First off, cast as Colonel Stryker is Danny Huston. Stryker was portrayed in X2 by Brian Cox, and as much as I am a fan of Cox and as great of a villain he was in that movie, bear with me and save your Super Troopers quotes for later. Yes, I know. Danny Huston who? Until fairly recently he was really only associated in my mind as a sort of charming smarm from tiny roles in Children of Men and Marie Antoinette. Then I saw the boss vampire in 30 Days of Night and thought to myself, "Who is this Morrissey-looking badass motherfucker?" I figured they would later make a Shadow of the Vampire type movie about how he actually was that vampire character and they just had to work around it. So he is going to be an awesome villain.

Next up, and most awesome, is a controversial casting choice. Sabretooth, Wolverine's archenemy, has been depicted in comics as a seven-foot-tall blond dude with some sort of faggoty skin tight Cats-reject bodysuit and a fur stole. Yuck. In the first X-men movie he was played by a seven-foot-tall blond wrestler, and as one pundit put it, a 'hippie in a pimp coat.' As shown in the trailer, in this movie they have cast Liev motherfucking Schreiber. Yes, the voice of PBS nature documentaries and Infiniti commercials. Grissom's temporary replacement on CSI. The goofy scientist from Kate and Leopold. He's also one of the finest Shakesperean actors in the world, the finest according to some sources, and is boning Naomi Watts. Take that, Tyler Mane.

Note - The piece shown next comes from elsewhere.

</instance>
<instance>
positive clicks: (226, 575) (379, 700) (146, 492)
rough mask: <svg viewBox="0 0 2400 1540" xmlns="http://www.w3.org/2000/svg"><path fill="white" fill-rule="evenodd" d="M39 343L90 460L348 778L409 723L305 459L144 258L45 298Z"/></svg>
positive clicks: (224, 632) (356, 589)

Everyone objects to this choice, primarily in appearance. I think he looks just fine. The question that keeps coming up... why tamper with the look of the comics, the detail of the comic, if it works? Well, it doesn't work. That has been the focus of all the postmodern comics from The Incredibles ("No cape!") to Watchmen to The Secret Five which I helmed for Affinity Press before it folded ("... more like the Conspicous Five!") While people do like the escapism of comics, and I'm sure it's easier for continuity and better for branding to have iconic costumes, for the thinking person, the mind rebels at the idea of the world's most powerful entities looking like Wigstock has come to town. Why can't an ordinary looking guy be a brutal, powerful berserker with some claws and fangs thrown on? And let me tell you, having seen the trailer, with whatever combination of Schreiber's acting, physical training, stunts, CGI, and who knows what else, you will have trouble falling asleep watching NOVA after this movie.

So for me, seeing that they've decided to take a big risk by making a movie that bucks these trends even further than they've already done, well let me just say that until X-men Origins: Wolverine comes out, I'm about to lose control... and I think I like it.